And S12, introducing etching gas into the etching cavity, exciting the etching gas as a first plasma, and etching the mask layer and the metal silver layer to form an etching groove on the metal silver layer. Specifically, the etching gas may be dissociated into the first plasma by high frequency oscillation under the action of the electromagnetic field. In the excitation process, the etching gas introduced into the etching chamber may include only one gas or may be an etching gas formed by mixing a plurality of gases. The flow of the etching gas, the frequency of the upper radio frequency power supply and the lower radio frequency power supply of the etching device, the power of the upper radio frequency power supply and the lower radio frequency power supply, the air pressure in the etching chamber, the process temperature and the current proportion of the etching and other parameters can be determined according to the actual requirements such as the etching efficiency and the like, and the parameters are not limited here. Correspondingly, in the process of etching the mask layer and the metal silver layer through the first plasma, the etching time can be determined according to actual requirements, so that the depth of an etched groove formed in the metal silver layer can meet the requirements. Of course, the shape of the etched trench formed in the metallic silver layer is the same as the predetermined pattern of the mask layer.

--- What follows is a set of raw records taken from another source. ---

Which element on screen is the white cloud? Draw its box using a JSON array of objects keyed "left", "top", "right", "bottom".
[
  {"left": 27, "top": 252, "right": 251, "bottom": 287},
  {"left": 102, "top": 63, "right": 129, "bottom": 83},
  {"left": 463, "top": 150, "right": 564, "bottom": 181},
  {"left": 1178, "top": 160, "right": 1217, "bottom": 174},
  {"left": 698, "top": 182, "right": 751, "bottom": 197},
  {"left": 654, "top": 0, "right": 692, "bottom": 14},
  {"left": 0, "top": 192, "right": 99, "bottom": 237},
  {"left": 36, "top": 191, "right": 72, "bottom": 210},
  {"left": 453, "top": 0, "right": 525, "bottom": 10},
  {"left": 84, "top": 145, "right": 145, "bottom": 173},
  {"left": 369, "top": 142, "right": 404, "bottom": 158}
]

In the above process, the first plasma formed by exciting the etching gas includes at least one of methyl ions and hydrogen ions. Specifically, the etching gas may be CH₄In this case, it is ensured that the first plasma formed by exciting the etching gas includes methyl ions and hydrogen ions. Of course, the etching gas can be replaced by other gases, so long as the first plasma formed by exciting the etching gas includes methyl ions and hydrogen ions, for example, the etching gas can be H₂And CH₃The etching gas may be excited to form methyl ions and hydrogen ions.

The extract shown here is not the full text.